I often wonder what it would be like to travel out of season. I am like the birds and the butterflies bound by seasons and the calendar, the clock ticking out my plans as persistently as nature itself. The rhythms of the school year are in my body, and they push and pull with tender familiarity like the pulse of a heart. I am tethered to the months. Just as the monarchs fly along their own invisible cord across the country or pelicans on trade winds to the south, so I take to the air only at certain times of the year.
June
This time of year for some teachers marks the big migration out of town, especially for the young ones who hit the road or take to the skies when the final bell sounds and the schoolhouse is shuttered for the season. The world opens wide to receive the weary walking shoes of young teachers in search of summer, the mythic muse of inspiration and uplift. Most teachers let June settle on them like a balm; true medicine that heals the wounds of failure and stress.
Once the stillness of June is upon us, we can start unfolding our maps and spinning our globes, dropping our pins in locations out of town. In my house, we start to feel a wild urge to lock up the house like we locked up our classroom, and leave for strange places with streets that don’t know us, to live inside days with no schedule, no routine. We want suitcases not closets, oceans not showers, nature not concrete, landscapes not screens. June is made of endings and beginnings for teachers. The finish line for the school year, and the starting line for travels.
July
If June gives us lift off, July brings us into the wildlands we seek whether in parks or cities, beaches or lakes, tents or hotels. Some teachers grow feral in July, growing out hair and beards, rejecting shoes and any semblance of routine or chores. We reclaim our first names and hope we don’t hear our last names until September. These are traveling days of reprieve wrapped inside of possibility on the open road or in the vast skies.

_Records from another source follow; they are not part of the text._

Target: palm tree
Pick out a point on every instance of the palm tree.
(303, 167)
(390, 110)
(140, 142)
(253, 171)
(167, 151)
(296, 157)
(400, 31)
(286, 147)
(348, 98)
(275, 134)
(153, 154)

I know July like I know my own body. We go way back. I have a child’s love for July, summer’s jeweled crown. By this time, any sting from the last school year has dulled, and the new school year is still far in the distance. At this midpoint of idleness, I want only to follow the sun.
August
I often emerge from July sun struck and listless with the urge to travel growing quiet inside. August comes in with a song of the open road but then turns quickly to a drumbeat of duty. Our souls start to hunker down for the good work of the schoolhouse. As teachers, we’ve lost the summer cycle determined by the sun, beholden instead to a calendar summer designed by committee. We let the memories of our travels flicker in our minds or sometimes we cram a trip into the waning weeks. These August days feel like we are taking in deep breaths before we plunge in for the long swim.
September-October
I don’t think I’ve ever traveled in September or October. I’m starting to feel an instinctual shift inside me that wants to drive out of town behind a yellow school bus. I’ll follow closely then peel out to the right or left while the bus drives straight on to school on a bright September morning. I’ll take flight above the bustle of work and feel vacation vibes in autumn. To go to a land where the clock doesn’t rule supreme. Where time is elusive and indolence is celebrated. Make it up as we go along like David Byrne sings in This Must Be The Place. That’s really the fantasy, no schedule, no semesters, just hours stretching out as carelessly as the wind or light.
Byrne’s song is actually about home and love though, two ideas bound up together for most of us. We build our homes around the families we love. When you find someone who has a face with a view, you settle in for the seasons. If you’re lucky, you can also find a job that makes you say this must be the place. Most days, when I go to work that’s the refrain. While I may wonder what it’s like to travel out of season, my job in a school makes this mostly impossible. But the good news is most days from September to May, it’s where I want to be.